Trojan and Etruscan

iffr762 at utxvms.cc.utexas.edu iffr762 at utxvms.cc.utexas.edu
Thu Feb 25 00:45:42 UTC 1999


	With regard to the idea that the resemblance between "Trojan" and
"Etruscan" is vague, no it isn't, not any more than in the case of other
words like "Tuscan" and "Tursenoi" that everybody admits are variants of
the same word as "Etruscan". The variations seen can be motivated by
various phonological considerations.  In order..

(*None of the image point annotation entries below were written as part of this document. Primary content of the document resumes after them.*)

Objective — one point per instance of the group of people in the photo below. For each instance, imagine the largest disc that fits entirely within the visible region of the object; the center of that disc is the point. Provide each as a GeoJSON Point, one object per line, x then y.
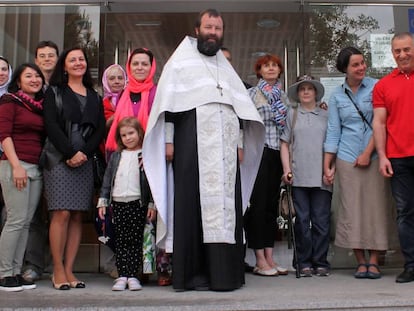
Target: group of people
{"type": "Point", "coordinates": [203, 158]}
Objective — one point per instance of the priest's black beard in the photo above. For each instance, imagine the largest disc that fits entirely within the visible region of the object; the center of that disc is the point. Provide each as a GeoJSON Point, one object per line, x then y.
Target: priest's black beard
{"type": "Point", "coordinates": [208, 48]}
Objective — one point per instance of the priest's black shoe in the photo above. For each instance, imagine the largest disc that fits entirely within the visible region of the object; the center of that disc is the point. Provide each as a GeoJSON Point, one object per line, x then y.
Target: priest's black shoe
{"type": "Point", "coordinates": [406, 276]}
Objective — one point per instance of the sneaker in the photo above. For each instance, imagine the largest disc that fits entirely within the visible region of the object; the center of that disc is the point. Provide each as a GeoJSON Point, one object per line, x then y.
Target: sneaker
{"type": "Point", "coordinates": [120, 284]}
{"type": "Point", "coordinates": [134, 284]}
{"type": "Point", "coordinates": [321, 271]}
{"type": "Point", "coordinates": [25, 283]}
{"type": "Point", "coordinates": [10, 284]}
{"type": "Point", "coordinates": [306, 272]}
{"type": "Point", "coordinates": [31, 275]}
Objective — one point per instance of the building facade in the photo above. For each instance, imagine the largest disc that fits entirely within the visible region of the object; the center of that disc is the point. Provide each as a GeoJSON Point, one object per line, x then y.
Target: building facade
{"type": "Point", "coordinates": [306, 34]}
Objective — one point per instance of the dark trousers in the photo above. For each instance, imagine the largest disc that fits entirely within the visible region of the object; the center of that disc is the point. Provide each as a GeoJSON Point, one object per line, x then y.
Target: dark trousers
{"type": "Point", "coordinates": [260, 220]}
{"type": "Point", "coordinates": [313, 208]}
{"type": "Point", "coordinates": [129, 221]}
{"type": "Point", "coordinates": [402, 185]}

	/etruscan/ and /tuscan/ are two ways of getting out of */truscan/,
which must have had an unnacceptable onset as far as some folks were
concerned.  Such an onset would have been unnacceptable to at least some
Semites, for example, just to name one possibility for how such a
deformation might occur.  Metathesis of /r/, as seen in /tursha/ and
/tursenoi/ is another way out of the same problem.

	As for the occurence of /s/, /sk/, /sh/ (English value), and /y/
(again English value) to represent the third consonant, these are for the
most part various efforts to represent /sh/ in languages that did not have
that sound.  (Egyptian did.)  We see various apsects of /sh/ conveyed in
any one of the other renderings:  sibilance in /s/, palatality in /y/,
retraction from /s/ in /sk/.

	For the vowel, it is difficult to decide between /o/ or /u/, but
as /a/ occurs in some words that might be additional variants
(tarhuntassa, tauros, tarsus, tarquin), with lowering before /r/ being the
culprit in these, I favor /o/.  Thus the original form would be /trosha/.

	"Trojan" fits in with this as well as any of the others. Fairly
well, actually, once the linguistics of it is understood.  There is
nothing particularly vague about it.